In celebration of Liquid Architecture's tenth year, the Melbourne program featured something slightly uncharacteristic of past LA festivals in the city: a bar event. At Horse Bazaar, host of the regular Stutter sound nights curated by Annalee Koernig, performances were given by Joel Stern, Martin Kay with Nick van Cuylenburg, Vijay Thillaimuthu and a DJ set by bags. Rather than existing as a space for total focussed listening, the bar can provide a contact site of engagement; its informal nature welcoming experimentation and risk in performances, as well as providing a physical environment for the meeting and sharing of a dialogue amongst the audiences. It is an element in the development of underground music in Australia that cannot be (and is not) overlooked.
Martin Kay and Nick van Cuylenburg demonstrated the compositional intelligence and psycho-acoustic richness that the artists often employ in their work as sound designers for theatre and film. With ambiguous but densely connotative washes of sound, the duo took the audience into an imaginative psychological mood of deep listening.

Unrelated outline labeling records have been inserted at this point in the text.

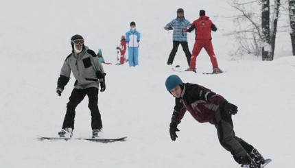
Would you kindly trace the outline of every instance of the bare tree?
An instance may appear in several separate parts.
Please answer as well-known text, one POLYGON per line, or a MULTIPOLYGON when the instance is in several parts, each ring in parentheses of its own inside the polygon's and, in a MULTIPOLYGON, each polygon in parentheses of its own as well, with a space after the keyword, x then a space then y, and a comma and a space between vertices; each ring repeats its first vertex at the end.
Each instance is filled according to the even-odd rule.
POLYGON ((235 53, 261 55, 261 24, 260 14, 253 10, 257 6, 257 1, 241 3, 239 0, 233 0, 230 5, 240 12, 241 14, 234 16, 235 29, 228 34, 234 37, 238 45, 235 53))
POLYGON ((240 0, 233 0, 230 4, 241 13, 241 15, 235 16, 234 23, 246 25, 238 27, 238 30, 233 34, 240 45, 238 49, 254 53, 255 56, 261 54, 262 60, 274 59, 281 4, 280 0, 272 1, 272 5, 270 5, 270 0, 256 0, 246 3, 240 3, 239 1, 242 1, 240 0), (255 13, 255 5, 261 6, 260 14, 255 13), (272 13, 270 13, 271 11, 272 13), (251 38, 243 38, 245 36, 251 38), (245 40, 247 43, 245 43, 245 40))
POLYGON ((289 17, 291 27, 291 43, 293 56, 295 56, 295 0, 289 0, 289 17))

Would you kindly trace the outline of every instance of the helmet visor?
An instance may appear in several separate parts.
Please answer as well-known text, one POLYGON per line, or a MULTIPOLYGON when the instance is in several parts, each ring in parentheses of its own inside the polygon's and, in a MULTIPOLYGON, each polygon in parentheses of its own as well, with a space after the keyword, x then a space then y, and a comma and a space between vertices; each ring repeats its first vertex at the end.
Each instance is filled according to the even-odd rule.
POLYGON ((82 45, 84 44, 84 40, 83 39, 76 39, 76 40, 73 40, 73 43, 75 45, 82 45))

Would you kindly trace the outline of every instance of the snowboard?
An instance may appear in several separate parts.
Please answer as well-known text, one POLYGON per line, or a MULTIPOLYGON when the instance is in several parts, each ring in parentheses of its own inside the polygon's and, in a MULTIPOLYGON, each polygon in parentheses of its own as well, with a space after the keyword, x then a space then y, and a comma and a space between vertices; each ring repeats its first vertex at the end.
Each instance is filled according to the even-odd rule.
POLYGON ((180 70, 178 68, 180 68, 180 66, 179 64, 173 67, 172 65, 171 65, 171 69, 172 69, 172 71, 176 71, 176 72, 182 72, 182 71, 180 70))
POLYGON ((113 143, 117 141, 126 141, 126 139, 127 139, 127 136, 124 136, 119 139, 87 139, 87 138, 61 138, 61 137, 38 136, 37 137, 37 139, 41 141, 43 140, 50 140, 50 141, 84 140, 84 141, 93 141, 93 142, 108 143, 113 143))
POLYGON ((260 168, 263 168, 264 167, 266 167, 268 163, 270 163, 272 161, 271 158, 267 158, 266 159, 266 163, 264 163, 263 165, 261 165, 260 166, 260 168))
MULTIPOLYGON (((253 164, 253 165, 255 165, 255 163, 254 162, 254 160, 251 160, 251 162, 252 162, 252 163, 253 164)), ((257 166, 255 166, 255 168, 263 168, 263 167, 265 167, 267 165, 268 165, 268 163, 270 163, 270 162, 272 161, 272 159, 271 158, 267 158, 267 159, 266 159, 265 160, 265 163, 264 163, 264 164, 263 165, 260 165, 260 167, 257 167, 257 166)))

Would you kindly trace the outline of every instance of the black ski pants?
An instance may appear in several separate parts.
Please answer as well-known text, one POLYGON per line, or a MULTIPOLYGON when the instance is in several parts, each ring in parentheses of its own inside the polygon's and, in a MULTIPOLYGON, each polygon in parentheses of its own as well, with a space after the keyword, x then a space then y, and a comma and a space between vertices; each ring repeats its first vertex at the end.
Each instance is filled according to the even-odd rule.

Vijay Thillaimuthu presented his ongoing audio-visual project. By feeding an audio signal of analogue noise, no-input mixing and distorted drum-loop grooves into an old television's video input signal, Thillaimuthu's TV created hypnotic flashes and patterns of light that synched with his highly performative sound improvisation. Creating full, warm yet bone grindingly physical sonic blasts, Thillaimuthu's performance was an engaging composition that spanned trance inducing rhythms to bombastic noise.